I am doing a bit of web scraping with BeautifulSoup4 and am having problems with decoding response. Website returns me header, that in the header says:

content-type: text/html; charset=ISO-8859-1

So normally I decode it with latin1 charset. But then after decoding, there is a line in html, that says:

<meta content="text/html; charset=utf-8" http-equiv="content-type" />

And now from this line on the string is not decoded properly.

So what is the normal way to handle this? I would like to set accept-encoding line in the outgoing http header, but couldn't find a way to do it.
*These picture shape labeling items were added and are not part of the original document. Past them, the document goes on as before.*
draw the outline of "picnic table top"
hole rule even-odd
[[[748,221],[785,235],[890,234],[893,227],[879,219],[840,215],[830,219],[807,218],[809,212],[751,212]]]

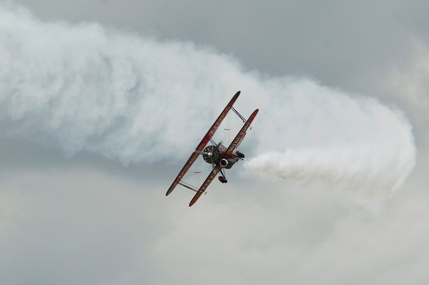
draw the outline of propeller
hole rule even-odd
[[[207,156],[205,158],[208,159],[208,158],[210,158],[210,161],[211,161],[211,165],[213,167],[213,169],[214,169],[214,167],[216,167],[216,165],[214,164],[214,161],[215,161],[214,160],[214,158],[213,156],[214,156],[215,158],[216,158],[218,157],[219,155],[220,155],[220,154],[221,152],[221,149],[219,148],[219,147],[221,145],[221,144],[222,144],[222,142],[219,142],[219,143],[218,143],[218,145],[216,146],[211,146],[213,147],[213,148],[211,148],[211,149],[210,149],[210,150],[211,151],[211,152],[210,151],[209,151],[208,152],[201,152],[199,150],[197,150],[196,149],[194,149],[193,152],[194,153],[196,152],[197,153],[201,154],[203,155]],[[217,152],[218,153],[216,153],[216,152],[215,152],[215,149],[217,149],[218,150]],[[205,159],[204,160],[205,160]],[[207,161],[206,160],[206,161]],[[207,161],[207,162],[208,162],[208,161]]]

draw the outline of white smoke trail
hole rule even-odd
[[[359,191],[363,198],[389,197],[402,185],[415,164],[416,149],[402,112],[314,84],[305,94],[296,91],[287,112],[294,112],[291,119],[303,113],[299,119],[305,122],[266,131],[281,139],[273,140],[278,143],[272,151],[248,161],[247,169],[304,183],[321,182]]]
[[[305,79],[261,79],[191,42],[43,22],[0,3],[0,120],[9,135],[124,164],[183,160],[239,90],[239,109],[260,110],[248,141],[269,152],[249,169],[371,189],[397,187],[412,170],[409,123],[374,100]]]

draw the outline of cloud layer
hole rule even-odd
[[[0,36],[5,131],[68,155],[181,161],[241,90],[241,107],[261,110],[249,141],[251,154],[262,154],[248,169],[389,194],[415,164],[399,111],[308,79],[264,78],[210,48],[95,23],[43,22],[4,3]]]

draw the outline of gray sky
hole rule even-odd
[[[2,283],[429,281],[425,1],[12,3]],[[263,170],[165,197],[238,90]]]

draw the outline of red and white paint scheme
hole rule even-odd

Other option is to decode line by line searching for new charset but would prefer do it simply by only acception utf-8

I use Python3, libray http.client

EDIT1: Code:

import http.client as cl
from bs4 import BeautifulSoup

conn = cl.HTTPConnection('www.amazon.com')
conn.request("GET", '/A-Man-For-All-Seasons/dp/B003TQ1IW6/ref=sr_1_109?s=instant-video&ie=UTF8&qid=1348337540&sr=1-109')
response = conn.getresponse()
content = response.read()

soup = BeautifulSoup(content)
f = open('am.html', 'w')
f.write(soup.prettify())

#i am actually doing this with httplib2 but result is the same

EDIT2: Looks like something really is wrong with the configuration of Beautiful Soup 4 in Linux or it's a bug. This is working, but I cannot parse response with BS4:

import httplib2
h = httplib2.Http('.cache')
response, content = h.request(movieLink , headers={'accept-charset': 'latin1'})
content = content.decode('latin-1')

Thank you, Blckknght.

2
Your code works for me (on Windows with Python 3.2.3 and Beautiful Soup 4.1.3). I don't get anything messed up in the output file.Blckknght
Any reason for not just using Amazon's API? Oh, and welcome to SO!vzwick
Setting correct request header and encoding in default can solve this, datascraping.co/doc/questions/21/…Vikash Rathee

2 Answers

4
votes

Reading through the Beautiful Soup documentation it looks like there are two decent approaches.
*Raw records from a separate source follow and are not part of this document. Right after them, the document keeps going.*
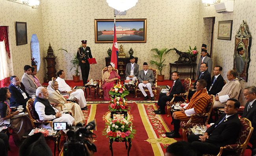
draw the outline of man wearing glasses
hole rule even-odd
[[[228,72],[227,78],[229,81],[223,86],[221,91],[216,94],[213,108],[224,108],[226,102],[229,99],[238,99],[241,85],[236,78],[236,72],[234,70]]]
[[[206,63],[208,66],[208,72],[210,73],[211,73],[211,69],[212,68],[212,60],[210,57],[209,57],[207,56],[207,50],[204,49],[201,50],[202,51],[201,52],[201,56],[202,57],[199,59],[199,62],[198,62],[198,64],[201,64],[202,63]],[[198,66],[198,68],[197,68],[197,75],[198,77],[200,76],[199,73],[200,72],[200,66]]]

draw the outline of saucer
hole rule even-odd
[[[202,132],[201,132],[200,133],[197,133],[197,132],[195,132],[195,133],[194,133],[195,135],[201,135],[203,134]]]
  1. The best solution is probably to not decode the HTML document yourself and just give the raw byte string to Beautiful Soup. It will figure out the right encoding, and decode the document automatically (using its included Unicode Dammit library). It will find and interpret the relevant HTML meta tag if there is one, or analyze the document's contents and make a guess. This should certainly solve your immediate case, and even for documents without meta tags, it will probably get it right most of the time. Scanning the document may be a bit slow though, so if performance is a significant issue you might prefer the next option.
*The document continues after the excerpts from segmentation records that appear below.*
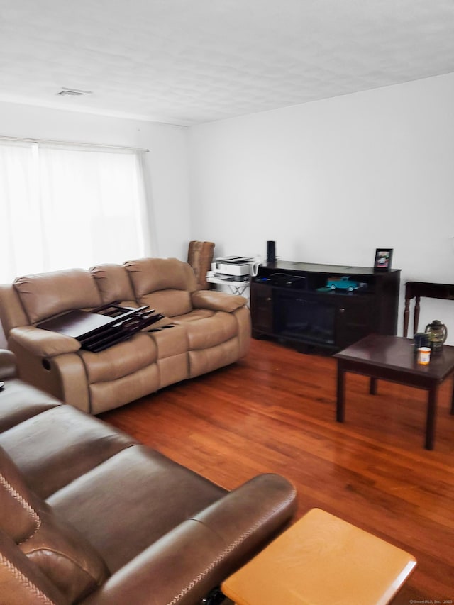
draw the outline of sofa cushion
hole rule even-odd
[[[158,452],[136,445],[79,477],[48,501],[89,536],[113,573],[226,493]]]
[[[213,290],[199,290],[193,292],[192,300],[194,309],[211,309],[213,311],[226,311],[229,313],[248,304],[248,299],[244,296]]]
[[[186,328],[191,351],[209,349],[238,335],[238,323],[230,313],[220,311],[211,317],[197,321],[185,321],[184,317],[179,317],[177,321]]]
[[[0,433],[0,445],[41,498],[136,443],[121,431],[64,405]]]
[[[150,365],[156,361],[157,348],[148,334],[138,333],[99,353],[81,350],[79,355],[89,384],[92,384],[115,380]]]
[[[61,406],[51,395],[18,378],[7,380],[0,391],[0,433],[50,408]]]
[[[30,490],[0,448],[0,529],[12,538],[70,602],[108,577],[104,562],[87,540]]]
[[[129,274],[122,265],[98,265],[92,267],[90,272],[96,280],[103,304],[116,301],[136,306]]]
[[[148,305],[167,317],[174,318],[192,311],[191,294],[186,290],[161,290],[139,298],[139,304]]]
[[[192,292],[197,289],[197,282],[192,267],[177,258],[141,258],[130,260],[124,265],[138,301],[145,294],[158,290]]]
[[[99,306],[94,277],[82,269],[17,277],[13,282],[31,323],[73,309]]]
  2. The next best solution may be to apply your own knowledge to the issue. If the page you're scraping is always encoded as UTF-8, you can simply use that always, regardless of what the server says. This is of course dependent on the page encoding being consistent, which may or may not be the case (e.g. a website with some UTF-8 pages and some Latin-1 pages). If you're only scraping a single page (or single type of page, on a dynamic site) you're likely to find the same encoding always, so this can work well. The virtue of this approach is its simplicity (and to a lesser extent, speed), but it comes at the cost of flexibility and robustness. Your script is likely to break if the site changes the encoding it uses.

0
votes

This might be a duplicate of BeautifulSoup not reading documents correctly, i.e. was caused by a bug in BS 4.0.2.

That bug has been fixed in 4.0.3. You might want to check the output of

>>> import bs4
>>> bs4.__version__

If it's 4.0.2, upgrade BeautifulSoup to a later version.